Gamer, the third film written and directed by Mark Neveldine and Brian Taylor—who are credited, Madonna-like, as simply “Neveldine/Taylor”—has two tough acts to follow: the alternately loathed and loved Crank movies. With their Jason Statham-fueled action parodies (or were they?), the duo juiced conventional tropes so aggressively that they bypassed over-the-top en route to the delightfully absurd. The trouble with Gamer is that it’s weird, but not weird enough for the long haul. Its familiar premise—death-row inmate must participate in dangerous games to earn his freedom, to the delight of the bloodthirsty public, who watch on pay-per-view—gets twisted nicely by technology: Every move that inmate/hero Gerard Butler makes through the urban war zones of “the game,” called Slayers, is controlled by a spoiled 17-year-old sitting in a visually overwhelming Internet playroom. If Butler and his gamer can win just a few more battles, he’ll go home to his wife and daughter.

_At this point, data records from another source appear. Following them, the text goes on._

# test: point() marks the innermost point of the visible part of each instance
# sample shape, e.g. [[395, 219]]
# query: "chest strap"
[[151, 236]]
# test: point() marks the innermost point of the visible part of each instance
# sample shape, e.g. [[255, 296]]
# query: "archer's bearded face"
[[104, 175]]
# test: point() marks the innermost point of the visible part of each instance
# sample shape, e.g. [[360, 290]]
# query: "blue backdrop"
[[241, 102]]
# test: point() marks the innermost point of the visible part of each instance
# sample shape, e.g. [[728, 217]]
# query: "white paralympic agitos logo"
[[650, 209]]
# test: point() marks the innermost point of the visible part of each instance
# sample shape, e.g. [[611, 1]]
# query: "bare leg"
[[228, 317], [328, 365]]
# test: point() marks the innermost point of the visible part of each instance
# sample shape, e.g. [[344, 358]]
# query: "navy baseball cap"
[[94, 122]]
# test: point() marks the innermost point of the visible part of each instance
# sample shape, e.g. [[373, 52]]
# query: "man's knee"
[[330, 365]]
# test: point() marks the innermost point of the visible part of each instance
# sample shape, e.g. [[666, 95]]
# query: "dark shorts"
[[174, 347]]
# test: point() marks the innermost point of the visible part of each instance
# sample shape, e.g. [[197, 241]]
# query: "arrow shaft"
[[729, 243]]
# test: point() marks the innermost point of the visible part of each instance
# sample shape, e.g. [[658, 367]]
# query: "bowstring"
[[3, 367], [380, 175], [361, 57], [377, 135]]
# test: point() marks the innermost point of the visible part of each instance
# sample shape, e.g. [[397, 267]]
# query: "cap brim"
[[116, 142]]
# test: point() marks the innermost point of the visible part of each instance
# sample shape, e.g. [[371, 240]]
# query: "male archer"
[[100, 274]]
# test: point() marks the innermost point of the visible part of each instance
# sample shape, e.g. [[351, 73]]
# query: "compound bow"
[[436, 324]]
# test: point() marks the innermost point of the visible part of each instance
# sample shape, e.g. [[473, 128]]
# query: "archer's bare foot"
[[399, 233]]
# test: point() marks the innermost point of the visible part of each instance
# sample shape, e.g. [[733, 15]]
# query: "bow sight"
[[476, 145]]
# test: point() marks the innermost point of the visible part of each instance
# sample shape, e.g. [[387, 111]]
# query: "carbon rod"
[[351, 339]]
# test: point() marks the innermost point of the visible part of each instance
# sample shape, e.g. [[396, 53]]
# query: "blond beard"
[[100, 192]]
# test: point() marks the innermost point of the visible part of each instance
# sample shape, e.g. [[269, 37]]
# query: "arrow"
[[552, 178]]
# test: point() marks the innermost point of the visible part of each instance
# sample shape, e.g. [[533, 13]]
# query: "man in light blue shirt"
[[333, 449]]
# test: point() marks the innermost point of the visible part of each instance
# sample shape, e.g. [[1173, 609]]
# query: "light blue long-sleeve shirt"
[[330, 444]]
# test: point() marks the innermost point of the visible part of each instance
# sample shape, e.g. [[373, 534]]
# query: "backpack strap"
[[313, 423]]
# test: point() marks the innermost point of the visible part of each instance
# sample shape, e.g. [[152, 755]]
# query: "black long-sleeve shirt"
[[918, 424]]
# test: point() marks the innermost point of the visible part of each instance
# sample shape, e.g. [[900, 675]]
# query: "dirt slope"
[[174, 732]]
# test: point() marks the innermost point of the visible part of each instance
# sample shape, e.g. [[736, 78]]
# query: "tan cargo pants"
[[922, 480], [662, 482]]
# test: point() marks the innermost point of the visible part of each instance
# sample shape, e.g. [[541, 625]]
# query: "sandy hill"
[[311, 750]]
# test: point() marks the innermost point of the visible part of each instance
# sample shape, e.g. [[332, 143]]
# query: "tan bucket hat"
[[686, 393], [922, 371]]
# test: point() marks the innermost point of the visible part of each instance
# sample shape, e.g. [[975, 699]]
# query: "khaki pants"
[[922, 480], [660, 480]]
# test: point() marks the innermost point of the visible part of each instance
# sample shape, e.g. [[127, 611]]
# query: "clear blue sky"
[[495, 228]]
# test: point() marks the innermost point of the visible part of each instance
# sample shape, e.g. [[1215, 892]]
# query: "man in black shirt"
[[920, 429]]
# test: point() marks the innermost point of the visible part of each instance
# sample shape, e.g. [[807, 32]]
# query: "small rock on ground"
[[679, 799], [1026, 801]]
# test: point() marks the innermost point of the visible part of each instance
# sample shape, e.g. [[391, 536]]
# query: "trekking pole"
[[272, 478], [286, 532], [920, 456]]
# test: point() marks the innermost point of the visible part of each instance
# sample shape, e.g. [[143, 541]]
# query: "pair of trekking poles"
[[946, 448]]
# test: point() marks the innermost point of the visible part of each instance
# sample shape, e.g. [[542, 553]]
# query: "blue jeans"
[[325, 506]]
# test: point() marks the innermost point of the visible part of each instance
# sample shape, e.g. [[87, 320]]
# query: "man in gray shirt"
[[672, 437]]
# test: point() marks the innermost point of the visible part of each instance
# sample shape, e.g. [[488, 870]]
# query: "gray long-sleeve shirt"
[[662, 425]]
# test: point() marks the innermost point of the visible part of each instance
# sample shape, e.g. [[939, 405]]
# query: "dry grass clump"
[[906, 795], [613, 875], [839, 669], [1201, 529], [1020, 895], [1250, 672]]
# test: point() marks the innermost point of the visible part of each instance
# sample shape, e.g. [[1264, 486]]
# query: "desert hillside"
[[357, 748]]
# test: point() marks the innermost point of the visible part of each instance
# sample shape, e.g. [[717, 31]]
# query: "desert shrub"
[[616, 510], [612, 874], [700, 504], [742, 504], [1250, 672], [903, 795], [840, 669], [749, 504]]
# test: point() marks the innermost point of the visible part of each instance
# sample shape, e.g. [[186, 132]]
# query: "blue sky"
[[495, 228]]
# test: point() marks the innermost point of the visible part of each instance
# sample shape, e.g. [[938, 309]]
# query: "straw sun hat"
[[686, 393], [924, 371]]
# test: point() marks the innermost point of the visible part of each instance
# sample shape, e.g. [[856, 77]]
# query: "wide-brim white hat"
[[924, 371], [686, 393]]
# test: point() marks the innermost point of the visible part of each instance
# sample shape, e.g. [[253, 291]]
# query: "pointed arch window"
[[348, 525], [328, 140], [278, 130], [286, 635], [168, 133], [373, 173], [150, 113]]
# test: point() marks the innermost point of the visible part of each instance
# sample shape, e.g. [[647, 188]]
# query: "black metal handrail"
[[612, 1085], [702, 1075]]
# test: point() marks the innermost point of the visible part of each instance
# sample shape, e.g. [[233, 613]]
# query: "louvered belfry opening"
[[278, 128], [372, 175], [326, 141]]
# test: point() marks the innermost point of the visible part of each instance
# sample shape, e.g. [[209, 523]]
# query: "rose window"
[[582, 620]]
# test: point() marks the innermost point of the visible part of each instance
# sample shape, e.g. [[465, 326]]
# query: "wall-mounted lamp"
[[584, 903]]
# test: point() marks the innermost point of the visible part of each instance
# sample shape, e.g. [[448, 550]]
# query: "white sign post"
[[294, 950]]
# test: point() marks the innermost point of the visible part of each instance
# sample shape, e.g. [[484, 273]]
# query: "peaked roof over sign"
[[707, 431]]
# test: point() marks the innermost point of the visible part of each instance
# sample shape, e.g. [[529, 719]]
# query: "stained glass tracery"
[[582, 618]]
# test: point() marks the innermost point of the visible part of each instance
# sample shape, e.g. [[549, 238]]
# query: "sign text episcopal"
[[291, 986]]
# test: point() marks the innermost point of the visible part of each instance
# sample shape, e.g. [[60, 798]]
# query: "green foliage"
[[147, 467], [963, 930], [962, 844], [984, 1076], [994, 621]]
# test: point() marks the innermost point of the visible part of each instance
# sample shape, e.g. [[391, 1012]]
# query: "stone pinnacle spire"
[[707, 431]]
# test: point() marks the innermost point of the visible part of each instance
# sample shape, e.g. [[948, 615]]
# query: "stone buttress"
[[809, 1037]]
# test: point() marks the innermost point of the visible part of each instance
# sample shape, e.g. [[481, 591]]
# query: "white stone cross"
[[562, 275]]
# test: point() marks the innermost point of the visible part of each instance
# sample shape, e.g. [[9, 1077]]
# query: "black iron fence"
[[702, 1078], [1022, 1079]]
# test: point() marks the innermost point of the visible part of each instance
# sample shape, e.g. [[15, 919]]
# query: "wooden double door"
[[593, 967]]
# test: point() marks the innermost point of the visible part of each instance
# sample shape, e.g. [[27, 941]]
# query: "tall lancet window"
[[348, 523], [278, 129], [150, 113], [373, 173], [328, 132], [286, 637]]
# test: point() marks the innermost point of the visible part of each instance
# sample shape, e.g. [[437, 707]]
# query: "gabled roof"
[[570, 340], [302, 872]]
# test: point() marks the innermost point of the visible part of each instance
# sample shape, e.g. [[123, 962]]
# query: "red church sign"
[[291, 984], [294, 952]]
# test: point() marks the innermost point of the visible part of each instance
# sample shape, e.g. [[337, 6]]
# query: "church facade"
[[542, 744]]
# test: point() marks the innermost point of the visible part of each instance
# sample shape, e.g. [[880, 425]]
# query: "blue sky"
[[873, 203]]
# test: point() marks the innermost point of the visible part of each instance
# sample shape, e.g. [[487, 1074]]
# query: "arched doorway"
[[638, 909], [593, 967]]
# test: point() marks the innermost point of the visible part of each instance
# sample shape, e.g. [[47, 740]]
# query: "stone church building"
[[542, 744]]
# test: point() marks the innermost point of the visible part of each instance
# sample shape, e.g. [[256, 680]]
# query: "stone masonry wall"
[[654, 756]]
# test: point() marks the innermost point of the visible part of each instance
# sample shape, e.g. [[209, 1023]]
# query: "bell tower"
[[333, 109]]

But not if a funny, scenery-chewing Michael C. Hall (Dexter, Six Feet Under) has anything to say about it—and he does. Hall is the future’s Bill Gates, designer of the nano-technology that spawned Slayers and its predecessor, Society, a Sims-inspired fantasy-fulfillment program that allows disgustingly fat waffle-eaters to purchase time from real humans and control their every move. (Apparently the public’s fantasies are limited to light bondage, bad wigs, and raves. Heroes’ Milo Ventimiglia makes a brief cameo as “Rick Rape.”) After realizing that Hall will never keep his promise, Butler makes a daring escape in one of the only Gamer scenes that rivals any of Crank’s: He chugs a bottle of vodka, then pukes and urinates it into a gas tank in order to fuel his getaway vehicle.

Eventually, Gamer just goes off the rails—or rather, onto very familiar rails. A dance number set to Sammy Davis Jr.’s version of “I’ve Got You Under My Skin” offers a glimmer of hope that old action-movie clichés won’t triumph, but they eventually prove too powerful. A dastardly villain with dubious/stupid motivation battles a wrongly convicted family man whom he could have killed a hundred times during the movie with the touch of a button. Based on what comes before it—queasily ingratiating action sequences, a couple of really smart jabs at the media—it’s clear that Neveldine and Taylor could have come up with something deeper, darker, and better for their third act. Instead, they lean on the easy cheat codes of conventionality, somehow forgetting they’re better at exploding them.